A lot of the K&R techniques aren't really necessary anymore since compilers have come a long way since then and trust me on this, the compiler is smarter than you,me and most programmers (no matter how big their e-penis is). A lot of guys have this chip on their shoulder and will try to always prove that they know more and that you are a noob instead of admitting that they might not know or take what you say into consideration.

I fell into the optimization trap myself and tried to get everything to run as fast as possible and you know what, you never get anything done that way.

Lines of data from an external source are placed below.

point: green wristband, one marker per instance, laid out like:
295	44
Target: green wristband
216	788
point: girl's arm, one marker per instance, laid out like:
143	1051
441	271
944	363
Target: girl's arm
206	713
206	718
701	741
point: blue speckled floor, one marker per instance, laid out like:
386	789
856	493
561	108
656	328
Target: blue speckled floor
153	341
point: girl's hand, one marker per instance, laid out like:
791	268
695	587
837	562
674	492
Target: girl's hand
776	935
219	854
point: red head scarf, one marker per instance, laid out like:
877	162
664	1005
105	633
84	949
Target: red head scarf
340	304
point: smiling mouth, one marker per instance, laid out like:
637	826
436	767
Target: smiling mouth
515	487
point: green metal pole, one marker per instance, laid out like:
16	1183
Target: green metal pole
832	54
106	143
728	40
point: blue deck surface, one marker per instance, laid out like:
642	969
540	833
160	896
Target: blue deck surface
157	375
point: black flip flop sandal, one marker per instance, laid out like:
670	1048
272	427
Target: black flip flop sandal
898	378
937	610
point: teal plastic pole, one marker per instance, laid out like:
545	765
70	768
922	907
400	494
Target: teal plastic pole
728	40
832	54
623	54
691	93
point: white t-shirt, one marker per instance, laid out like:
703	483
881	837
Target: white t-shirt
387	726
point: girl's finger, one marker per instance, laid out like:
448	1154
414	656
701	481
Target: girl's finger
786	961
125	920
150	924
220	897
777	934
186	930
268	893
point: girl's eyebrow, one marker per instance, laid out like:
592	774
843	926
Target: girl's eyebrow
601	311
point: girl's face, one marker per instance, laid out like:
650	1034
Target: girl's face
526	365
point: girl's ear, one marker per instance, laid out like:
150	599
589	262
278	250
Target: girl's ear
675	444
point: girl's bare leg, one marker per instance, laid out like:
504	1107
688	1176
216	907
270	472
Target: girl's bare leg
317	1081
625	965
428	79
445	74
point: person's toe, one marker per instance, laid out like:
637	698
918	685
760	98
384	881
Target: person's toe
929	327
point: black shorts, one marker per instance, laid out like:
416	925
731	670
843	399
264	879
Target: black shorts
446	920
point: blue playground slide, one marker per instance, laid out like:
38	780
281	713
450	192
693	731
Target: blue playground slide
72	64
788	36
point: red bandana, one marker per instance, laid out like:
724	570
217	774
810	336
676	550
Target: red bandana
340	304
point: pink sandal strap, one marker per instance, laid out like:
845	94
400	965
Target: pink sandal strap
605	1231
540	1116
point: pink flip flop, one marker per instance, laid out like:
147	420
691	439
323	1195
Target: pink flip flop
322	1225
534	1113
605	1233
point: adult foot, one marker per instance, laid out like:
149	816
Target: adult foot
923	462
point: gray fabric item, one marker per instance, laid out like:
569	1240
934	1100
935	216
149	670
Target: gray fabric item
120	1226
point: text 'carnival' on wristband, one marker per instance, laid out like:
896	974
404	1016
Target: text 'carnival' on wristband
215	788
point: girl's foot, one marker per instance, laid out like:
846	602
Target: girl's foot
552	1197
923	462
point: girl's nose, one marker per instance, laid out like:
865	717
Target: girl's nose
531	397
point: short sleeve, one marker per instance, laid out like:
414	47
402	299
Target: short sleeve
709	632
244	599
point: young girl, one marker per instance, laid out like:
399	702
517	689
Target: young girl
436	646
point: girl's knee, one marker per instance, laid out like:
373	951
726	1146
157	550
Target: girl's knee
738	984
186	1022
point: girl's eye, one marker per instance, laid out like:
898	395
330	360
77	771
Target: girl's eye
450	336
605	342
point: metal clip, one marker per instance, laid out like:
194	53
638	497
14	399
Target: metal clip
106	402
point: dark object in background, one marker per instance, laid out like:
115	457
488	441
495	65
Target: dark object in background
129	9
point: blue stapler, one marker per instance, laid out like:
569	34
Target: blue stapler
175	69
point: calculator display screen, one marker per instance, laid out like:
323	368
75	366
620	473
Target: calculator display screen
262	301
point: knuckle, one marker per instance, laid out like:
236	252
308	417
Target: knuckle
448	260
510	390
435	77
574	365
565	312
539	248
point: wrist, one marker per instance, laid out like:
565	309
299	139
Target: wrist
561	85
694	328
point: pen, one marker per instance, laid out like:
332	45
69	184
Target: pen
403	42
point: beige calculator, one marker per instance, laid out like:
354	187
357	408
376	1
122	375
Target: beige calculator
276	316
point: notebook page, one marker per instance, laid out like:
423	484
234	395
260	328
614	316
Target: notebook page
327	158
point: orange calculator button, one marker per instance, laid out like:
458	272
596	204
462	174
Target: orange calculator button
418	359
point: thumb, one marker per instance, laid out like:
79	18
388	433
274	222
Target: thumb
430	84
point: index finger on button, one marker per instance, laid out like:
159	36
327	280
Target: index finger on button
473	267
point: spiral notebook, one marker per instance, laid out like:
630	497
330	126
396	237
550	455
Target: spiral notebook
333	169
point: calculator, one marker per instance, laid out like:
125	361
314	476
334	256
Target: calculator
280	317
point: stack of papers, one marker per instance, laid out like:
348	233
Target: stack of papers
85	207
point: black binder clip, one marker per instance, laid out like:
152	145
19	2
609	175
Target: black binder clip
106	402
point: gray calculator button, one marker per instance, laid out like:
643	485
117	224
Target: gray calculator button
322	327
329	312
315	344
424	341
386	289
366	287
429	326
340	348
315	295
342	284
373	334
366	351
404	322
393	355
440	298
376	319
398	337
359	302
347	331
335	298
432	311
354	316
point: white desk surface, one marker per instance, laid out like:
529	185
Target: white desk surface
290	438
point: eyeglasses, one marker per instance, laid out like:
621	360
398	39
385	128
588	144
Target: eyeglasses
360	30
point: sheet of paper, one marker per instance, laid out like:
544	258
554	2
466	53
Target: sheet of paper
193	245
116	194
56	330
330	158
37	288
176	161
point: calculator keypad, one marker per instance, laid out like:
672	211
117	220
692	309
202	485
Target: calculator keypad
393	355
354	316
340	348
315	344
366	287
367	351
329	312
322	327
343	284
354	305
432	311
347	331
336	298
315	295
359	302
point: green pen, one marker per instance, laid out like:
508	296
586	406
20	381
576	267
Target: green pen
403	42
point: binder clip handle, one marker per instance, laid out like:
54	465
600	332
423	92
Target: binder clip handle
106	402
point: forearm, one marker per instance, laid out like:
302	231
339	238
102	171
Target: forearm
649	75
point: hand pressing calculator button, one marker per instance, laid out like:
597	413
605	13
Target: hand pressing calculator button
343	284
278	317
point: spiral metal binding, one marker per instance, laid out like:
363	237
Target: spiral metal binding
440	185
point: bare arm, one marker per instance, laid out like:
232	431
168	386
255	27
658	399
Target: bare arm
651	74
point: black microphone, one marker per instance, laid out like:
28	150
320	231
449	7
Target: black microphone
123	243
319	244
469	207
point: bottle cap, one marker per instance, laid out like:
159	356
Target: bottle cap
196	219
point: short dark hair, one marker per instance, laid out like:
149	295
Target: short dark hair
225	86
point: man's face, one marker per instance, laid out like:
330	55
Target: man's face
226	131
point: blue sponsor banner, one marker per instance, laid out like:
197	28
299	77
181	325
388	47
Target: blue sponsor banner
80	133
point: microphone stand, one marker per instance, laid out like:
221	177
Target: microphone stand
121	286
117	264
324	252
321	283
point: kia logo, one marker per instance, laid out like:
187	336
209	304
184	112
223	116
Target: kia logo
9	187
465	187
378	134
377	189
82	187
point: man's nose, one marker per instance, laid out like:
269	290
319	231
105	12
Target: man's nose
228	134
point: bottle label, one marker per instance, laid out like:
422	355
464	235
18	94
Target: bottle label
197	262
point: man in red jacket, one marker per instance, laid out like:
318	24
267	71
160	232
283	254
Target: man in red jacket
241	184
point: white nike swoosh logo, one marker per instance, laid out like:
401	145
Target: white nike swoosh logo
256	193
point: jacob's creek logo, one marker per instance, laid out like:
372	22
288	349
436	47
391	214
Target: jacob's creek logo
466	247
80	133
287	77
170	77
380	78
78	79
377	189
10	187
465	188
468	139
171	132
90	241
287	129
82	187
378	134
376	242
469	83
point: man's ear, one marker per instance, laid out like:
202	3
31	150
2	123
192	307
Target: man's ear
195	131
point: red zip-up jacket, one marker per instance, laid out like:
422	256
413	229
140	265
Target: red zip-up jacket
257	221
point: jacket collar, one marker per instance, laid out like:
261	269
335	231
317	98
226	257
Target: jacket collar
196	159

Rather get the whole thing working first, then identify the worst performance issues and optimize them then move downwards.

poke349
08-11-2010, 07:47 AM
Yes, don't over-optimize until you know what you're doing.

I actually look at the assembly that the compiler generates... to see what it's doing. (yes compilers are smart, but they do stupid things as well...)

cdolphin
08-18-2010, 03:41 PM
. I've had a situation where a O(n) algorithm ended up almost looking like O(n^2) due to the particular language and implementation.


I am not sure what you mean by this.
The description "Big O" or the complexity of a function describes the GROWTH of the function with respect to some size of data N and does not accurately describe the amount of time.

To me, the situation you just described would seem to imply that you were unknowingly invoking a method that is O(n^2) without knowing it...

Coldon
08-18-2010, 11:45 PM
In computer science, Big O is used often to define the time complexity of an algorithm (worst running time) (google it), so by saying that something is O(n) it means that the time taken for the algorithm will grow linearly in relation to N. If I say something is O(n^2) then I mean that the time taken grows exponentially with increasing N.

I explained the example in an early post, I forgot to change over from a vector to a list, and adding a value to an STL vector is an amortized O(1) operation but on that can potentially be O(n+1). I know I said O(N^2) but that's called a hyberbole, I was simply trying to make a point that time complexity on paper and reality are dependent on the implementation, and cannot be assumed.